I needed time to mourn that never came, that period of solitary reflection that I had to deny myself to keep things right for others.

We need time to grieve on our own terms without taking away the heavy weights that will in time transform as balance for the two wonderful stockpiles of compassion and wisdom. Perhaps it is looked on as a weakness, selfish of character or as a failure of practice. But from my point of view, it is a necessary part of a very human existence, an experience that opens an understanding of compassion, mature growth, and enhances depth and humility.

It is easy to feel pushed if one doesn't understand the needs of others... my family needed me to be strong for them at an expense they couldn't understand at the time.My sister told me during the estate sale that I "needed to let go" like she and my brother did. What she didn't understand was I gave them room to release their sadness while carrying the weight for them and my mother... I finally got mine a couple months later at his gravesite, by myself, on my own terms.

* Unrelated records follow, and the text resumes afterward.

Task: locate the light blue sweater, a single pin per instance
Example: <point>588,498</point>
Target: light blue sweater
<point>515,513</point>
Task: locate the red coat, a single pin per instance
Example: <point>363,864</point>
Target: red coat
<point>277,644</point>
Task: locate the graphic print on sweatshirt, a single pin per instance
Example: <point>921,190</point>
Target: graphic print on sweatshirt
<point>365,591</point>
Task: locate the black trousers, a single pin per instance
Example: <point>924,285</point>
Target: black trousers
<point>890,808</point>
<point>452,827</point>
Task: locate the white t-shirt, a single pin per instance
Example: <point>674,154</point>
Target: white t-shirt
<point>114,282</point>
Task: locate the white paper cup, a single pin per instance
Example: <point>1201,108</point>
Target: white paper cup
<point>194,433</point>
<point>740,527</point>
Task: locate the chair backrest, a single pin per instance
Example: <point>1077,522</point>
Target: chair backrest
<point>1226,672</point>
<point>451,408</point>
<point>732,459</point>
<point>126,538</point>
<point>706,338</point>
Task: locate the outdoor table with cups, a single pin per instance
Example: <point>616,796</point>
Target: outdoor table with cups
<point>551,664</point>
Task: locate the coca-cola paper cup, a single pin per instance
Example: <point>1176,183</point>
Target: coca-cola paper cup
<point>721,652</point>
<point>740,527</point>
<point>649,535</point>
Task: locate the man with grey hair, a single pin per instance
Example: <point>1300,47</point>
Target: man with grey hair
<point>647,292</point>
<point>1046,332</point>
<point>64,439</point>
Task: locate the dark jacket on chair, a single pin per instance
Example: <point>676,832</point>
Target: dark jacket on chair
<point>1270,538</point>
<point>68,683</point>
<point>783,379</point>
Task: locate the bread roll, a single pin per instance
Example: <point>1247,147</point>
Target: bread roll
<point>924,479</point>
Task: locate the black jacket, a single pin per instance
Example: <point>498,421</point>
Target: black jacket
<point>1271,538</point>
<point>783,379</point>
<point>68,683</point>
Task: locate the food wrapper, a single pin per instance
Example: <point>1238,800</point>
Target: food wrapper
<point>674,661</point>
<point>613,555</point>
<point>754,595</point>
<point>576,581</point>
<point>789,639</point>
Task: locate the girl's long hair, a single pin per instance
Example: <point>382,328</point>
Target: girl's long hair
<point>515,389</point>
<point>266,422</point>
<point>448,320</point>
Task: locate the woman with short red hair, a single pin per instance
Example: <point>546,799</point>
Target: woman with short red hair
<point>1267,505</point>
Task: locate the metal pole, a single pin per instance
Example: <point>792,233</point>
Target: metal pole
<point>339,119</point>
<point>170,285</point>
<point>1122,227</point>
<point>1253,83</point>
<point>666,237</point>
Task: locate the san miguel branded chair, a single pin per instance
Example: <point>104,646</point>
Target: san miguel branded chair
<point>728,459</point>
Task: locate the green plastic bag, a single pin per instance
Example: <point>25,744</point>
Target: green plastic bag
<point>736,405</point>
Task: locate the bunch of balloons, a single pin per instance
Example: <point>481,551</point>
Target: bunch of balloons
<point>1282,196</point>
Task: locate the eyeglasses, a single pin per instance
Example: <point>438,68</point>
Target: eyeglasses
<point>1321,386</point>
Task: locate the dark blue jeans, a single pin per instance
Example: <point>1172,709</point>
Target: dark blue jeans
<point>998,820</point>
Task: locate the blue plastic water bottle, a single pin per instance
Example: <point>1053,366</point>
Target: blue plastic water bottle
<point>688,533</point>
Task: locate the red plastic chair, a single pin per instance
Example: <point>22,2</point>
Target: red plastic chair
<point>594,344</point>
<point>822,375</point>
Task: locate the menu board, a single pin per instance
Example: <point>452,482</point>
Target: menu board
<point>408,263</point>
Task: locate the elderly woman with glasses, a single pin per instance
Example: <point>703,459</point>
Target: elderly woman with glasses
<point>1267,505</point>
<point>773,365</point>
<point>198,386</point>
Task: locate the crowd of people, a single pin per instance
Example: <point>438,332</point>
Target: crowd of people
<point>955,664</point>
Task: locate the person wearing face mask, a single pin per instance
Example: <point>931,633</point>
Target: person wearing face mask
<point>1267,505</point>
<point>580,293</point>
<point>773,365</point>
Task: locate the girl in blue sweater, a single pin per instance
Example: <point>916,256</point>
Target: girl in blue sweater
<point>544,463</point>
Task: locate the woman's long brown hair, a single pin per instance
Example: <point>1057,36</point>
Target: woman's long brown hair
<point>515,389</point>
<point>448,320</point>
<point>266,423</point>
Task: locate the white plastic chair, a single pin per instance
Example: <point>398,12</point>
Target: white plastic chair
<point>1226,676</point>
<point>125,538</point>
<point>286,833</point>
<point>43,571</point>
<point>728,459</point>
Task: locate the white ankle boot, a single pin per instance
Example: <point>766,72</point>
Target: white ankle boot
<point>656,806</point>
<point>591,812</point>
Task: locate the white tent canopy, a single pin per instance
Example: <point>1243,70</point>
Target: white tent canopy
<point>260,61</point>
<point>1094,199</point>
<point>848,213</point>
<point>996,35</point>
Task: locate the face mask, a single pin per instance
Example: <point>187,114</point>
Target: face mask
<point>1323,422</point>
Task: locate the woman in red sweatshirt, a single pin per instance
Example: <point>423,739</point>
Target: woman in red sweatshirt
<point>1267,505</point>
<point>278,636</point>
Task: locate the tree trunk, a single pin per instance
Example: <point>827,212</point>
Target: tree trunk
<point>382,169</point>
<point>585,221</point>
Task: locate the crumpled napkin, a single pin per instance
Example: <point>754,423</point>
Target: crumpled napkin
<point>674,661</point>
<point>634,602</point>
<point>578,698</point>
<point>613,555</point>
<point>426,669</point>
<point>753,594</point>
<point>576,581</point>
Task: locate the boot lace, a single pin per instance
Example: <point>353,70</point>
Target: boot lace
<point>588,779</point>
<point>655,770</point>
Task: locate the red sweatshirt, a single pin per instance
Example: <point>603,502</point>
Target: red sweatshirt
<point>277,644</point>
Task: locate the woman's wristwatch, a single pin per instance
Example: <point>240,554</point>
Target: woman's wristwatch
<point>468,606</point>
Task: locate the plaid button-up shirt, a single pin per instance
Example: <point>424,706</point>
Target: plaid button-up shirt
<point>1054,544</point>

Whatever conflict we feel, loss of someone we love deeply is a personal experience we don't always care to share the same way. I agree with Gus they may need you, or it may be the case they presume you need them as we often give the compassion we want, at times in error with misunderstanding or assumption, a landscape that is so varied that it can only be uniquely discovered through our most intimate experience. 

May you find the peace and understanding you need for calm in this time of facing humanity in it's fullest...


----------